It is on this foundation of naturalism that I build, and this is part of the reason I call myself a Humanist. My joy for living comes from accepting life on its own terms -- not on the terms of the supernatural. I enjoy life -- I revel in it. I cozy under trees, reading good books and letting the grass caress my fingers while I listen to the wind blow through the trees and the birds sing, and the sheer enjoyment of it all can stop my heart and bring tears to my eyes. I believe in just being happy, in "letting the soft animal of [my] body love what it loves."* This means for me living in accordance with nature: nature is both a beginning and a direction. My natural "center" is reason and empathy -- or more broadly, reason and emotion. I think these two attributes are the essence of human nature. We are intelligent creatures who can use reason to ponder philosophical questions and do things with purpose, and we are emotional creatures, evolved to live in social groups. We experience emotions while living life in our communities, and ideally we would use those emotions reasonable to create ways of living that make us happy (or at least help us survive). This is the beginning of law -- indeed, of most every aspect of civilization.

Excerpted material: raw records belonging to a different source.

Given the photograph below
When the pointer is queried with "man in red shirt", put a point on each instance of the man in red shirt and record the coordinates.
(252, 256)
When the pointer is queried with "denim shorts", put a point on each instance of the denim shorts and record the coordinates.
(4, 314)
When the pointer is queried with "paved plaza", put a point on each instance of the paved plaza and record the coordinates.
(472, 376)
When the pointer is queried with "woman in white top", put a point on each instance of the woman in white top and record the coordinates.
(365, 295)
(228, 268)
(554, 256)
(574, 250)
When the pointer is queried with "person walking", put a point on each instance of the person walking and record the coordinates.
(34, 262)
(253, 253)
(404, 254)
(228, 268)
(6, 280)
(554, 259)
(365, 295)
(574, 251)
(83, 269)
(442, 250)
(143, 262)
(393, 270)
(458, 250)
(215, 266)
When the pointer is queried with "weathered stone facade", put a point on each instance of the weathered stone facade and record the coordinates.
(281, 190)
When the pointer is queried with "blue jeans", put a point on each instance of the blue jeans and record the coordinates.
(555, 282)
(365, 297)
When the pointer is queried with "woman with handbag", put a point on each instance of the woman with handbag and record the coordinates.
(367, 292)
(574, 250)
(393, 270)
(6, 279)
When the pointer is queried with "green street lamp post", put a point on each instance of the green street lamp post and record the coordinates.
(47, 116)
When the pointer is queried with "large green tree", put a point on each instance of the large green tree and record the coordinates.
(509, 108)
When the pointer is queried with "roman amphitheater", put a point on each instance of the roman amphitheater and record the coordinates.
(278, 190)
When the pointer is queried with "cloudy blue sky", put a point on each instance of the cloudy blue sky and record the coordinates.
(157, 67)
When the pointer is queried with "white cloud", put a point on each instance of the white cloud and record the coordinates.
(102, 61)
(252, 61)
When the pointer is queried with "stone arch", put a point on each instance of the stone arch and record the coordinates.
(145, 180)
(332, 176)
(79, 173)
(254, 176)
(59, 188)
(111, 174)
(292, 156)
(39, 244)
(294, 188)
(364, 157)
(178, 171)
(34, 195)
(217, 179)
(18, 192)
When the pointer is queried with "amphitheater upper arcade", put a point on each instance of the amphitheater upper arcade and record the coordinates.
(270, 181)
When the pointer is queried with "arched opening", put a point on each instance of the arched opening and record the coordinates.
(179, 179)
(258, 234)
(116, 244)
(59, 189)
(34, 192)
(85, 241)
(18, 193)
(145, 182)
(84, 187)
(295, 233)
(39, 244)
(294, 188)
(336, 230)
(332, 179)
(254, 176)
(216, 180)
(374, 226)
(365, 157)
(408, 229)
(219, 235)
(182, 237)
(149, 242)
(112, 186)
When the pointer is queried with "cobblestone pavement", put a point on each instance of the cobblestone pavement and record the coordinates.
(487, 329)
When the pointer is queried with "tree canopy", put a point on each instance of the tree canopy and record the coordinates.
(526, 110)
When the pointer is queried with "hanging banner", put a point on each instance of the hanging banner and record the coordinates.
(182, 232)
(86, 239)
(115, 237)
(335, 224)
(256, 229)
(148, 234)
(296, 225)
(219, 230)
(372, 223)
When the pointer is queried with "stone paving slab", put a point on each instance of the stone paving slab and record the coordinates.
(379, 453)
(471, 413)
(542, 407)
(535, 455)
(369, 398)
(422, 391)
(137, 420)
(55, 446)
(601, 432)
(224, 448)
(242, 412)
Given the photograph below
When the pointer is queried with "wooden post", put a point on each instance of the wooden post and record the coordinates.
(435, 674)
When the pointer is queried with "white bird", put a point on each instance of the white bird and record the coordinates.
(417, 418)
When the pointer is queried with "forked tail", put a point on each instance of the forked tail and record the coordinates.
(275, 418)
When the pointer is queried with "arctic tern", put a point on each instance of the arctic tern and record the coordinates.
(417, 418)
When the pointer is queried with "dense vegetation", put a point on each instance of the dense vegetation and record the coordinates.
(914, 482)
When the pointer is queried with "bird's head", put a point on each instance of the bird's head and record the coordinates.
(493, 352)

I labor to live according to my nature: I practice freethought or skepticism, and I try to connect to other people in whatever ways I can -- in spending time with friends, or reading literature and connecting to people who have been dead for centuries. "Cultivation" is a word I like to use in reference to spirituality: I see my life as a flower, a bird of paradise perhaps, that must have good soil and a reliable source of sunlight and water if it is to flourish. I need to stimulate my mind and emotions to grow -- and I need to live within their bounds. A flower only needs so much heat or water: too much will scorch it or drown it respectively. This is what I was trying to get at in my first essay: a life lived with empathy and reason, with sunlight and water, leads inevitably to human flourishing, to eudaimonia, to "invincible happiness".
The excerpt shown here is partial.